La stanza in cui si trovano i personaggi dipinti è riccamente decorata, infatti lo sfondo del dipinto è reso mediante delle architetture che ricalcano un salone nobiliare, per di più abbiamo sulle pareti le famose grottesche, tipologia di pittura diffusasi capillarmente nel corso del Cinquecento. Il Todisco, così come numerosi pittori dell’epoca, deve sicuramente essere stato influenzato dalle decorazioni fatte da Raffaello nelle Logge Vaticane, a sua volta ispirato dai ritrovamenti archeologici della Domus aurea di Nerone, scoperti nel 1480 e divenuti immediatamente popolari tra i pittori dell’epoca che spesso vi si fecero calare per studiare le fantasiose pitture rinvenute. Furono essi che in seguito diffusero questo stile dando vita a quella che il Longhi definisce la “curiosa civiltà delle grottesche”.
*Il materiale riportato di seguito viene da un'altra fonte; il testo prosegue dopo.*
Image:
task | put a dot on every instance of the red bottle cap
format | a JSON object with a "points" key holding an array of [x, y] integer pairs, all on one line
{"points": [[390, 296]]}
Ma la sfarzosità non si ferma alle decorazioni parietali ed all’architettura della sala, poiché anche la stessa tovaglia è di un tessuto prezioso, tanto da sembrare damascata. Tutto questo lusso si spiega facilmente indagando i personaggi presenti all’interno dell’affresco all’infuori di quelli canonici, difatti alle due estremità notiamo la presenza di un uomo ed una donna riccamente abbigliati e due inservienti atti a portare bevande e pietanze ai divini commensali, anch’essi abbigliati con abiti sfarzosi; i due personaggi altri non sono se non il feudatario del tempo di Rivello, nonché committente dell’affresco, Ettore Pignatelli con la moglie. A questo punto è scontato pensare che la scena sia ambientata all’interno della loro lussuosa dimora, proprio come se i regnanti ricevessero i divini commensali per una cena.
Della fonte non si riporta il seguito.